Recently, London witnessed a mass demonstration organised by British Muslims, already known for their most conservative brand of Islam, protesting against Charlie Hebdo for insulting the Prophet. British and European Muslims like journalist Mehdi Hasan were the quick ones to replace hashtag JeSuiCharlie with JeSuiAhmed or #IAmNotCharlie. These people make a lot of hue and cry over incidents like Chelsea fan’s racist attack on a French commuter or Capital Hill tragedy but will never mobilise young Muslim on issues like misuses of Sharia law in Muslim Britain, or the role of sectarianism and failure of Islamic societies like Iran, Pakistan, Yemen, Libya or Iraq.

The reactionary narrative in the wake of rising anti-immigration European sentiments may not do any good to the Muslims or the other immigrants in western societies. The only way forward is to come out of the ghettos and be a part of diverse liberal society. Muslims cannot afford to alienate themselves from the societies they wish to thrive in. Extremism cannot be rejected by merely using the hashtage #NotInMyName but to concede the truth that political Islam, anti-Semitism or racism have no place in any modern society.

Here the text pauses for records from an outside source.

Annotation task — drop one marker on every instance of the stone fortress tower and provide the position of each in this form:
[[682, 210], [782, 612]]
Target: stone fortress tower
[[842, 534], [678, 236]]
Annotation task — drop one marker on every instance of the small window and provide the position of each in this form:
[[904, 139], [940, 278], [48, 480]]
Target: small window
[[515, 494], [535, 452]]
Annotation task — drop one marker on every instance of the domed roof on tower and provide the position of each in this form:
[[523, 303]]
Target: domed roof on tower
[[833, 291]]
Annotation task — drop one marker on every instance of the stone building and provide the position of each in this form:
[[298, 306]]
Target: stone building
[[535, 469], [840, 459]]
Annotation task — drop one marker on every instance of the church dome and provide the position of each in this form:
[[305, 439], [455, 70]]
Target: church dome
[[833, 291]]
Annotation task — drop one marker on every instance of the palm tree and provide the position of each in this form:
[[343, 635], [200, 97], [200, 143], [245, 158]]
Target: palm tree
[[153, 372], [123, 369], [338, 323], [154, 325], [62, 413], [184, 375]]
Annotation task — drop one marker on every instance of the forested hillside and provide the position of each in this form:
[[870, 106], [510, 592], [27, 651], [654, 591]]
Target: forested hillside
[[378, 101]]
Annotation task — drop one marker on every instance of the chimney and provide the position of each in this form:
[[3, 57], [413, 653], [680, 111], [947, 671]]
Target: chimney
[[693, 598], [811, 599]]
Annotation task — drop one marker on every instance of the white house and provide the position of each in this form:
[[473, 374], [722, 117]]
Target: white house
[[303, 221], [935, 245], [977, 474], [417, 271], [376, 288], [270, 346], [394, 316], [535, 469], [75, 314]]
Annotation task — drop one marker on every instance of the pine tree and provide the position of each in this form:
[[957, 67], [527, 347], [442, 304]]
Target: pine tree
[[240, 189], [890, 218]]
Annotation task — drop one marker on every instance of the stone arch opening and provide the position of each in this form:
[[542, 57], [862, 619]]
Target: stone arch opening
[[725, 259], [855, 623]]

Realising this fact, a group of young Norwegians organised an event to form a human shield outside an Oslo synagogue this Saturday in solidarity with Jews. Amazing thing about this event is that the organisers are Pakistani-Norwegians who pledged to show the world that there are Muslims who do not believe in anti-Semitism and are really up to change stereotypes. This ‘Peace Ring’ has received an overwhelming response and around 2.3K people signed up to attend the event.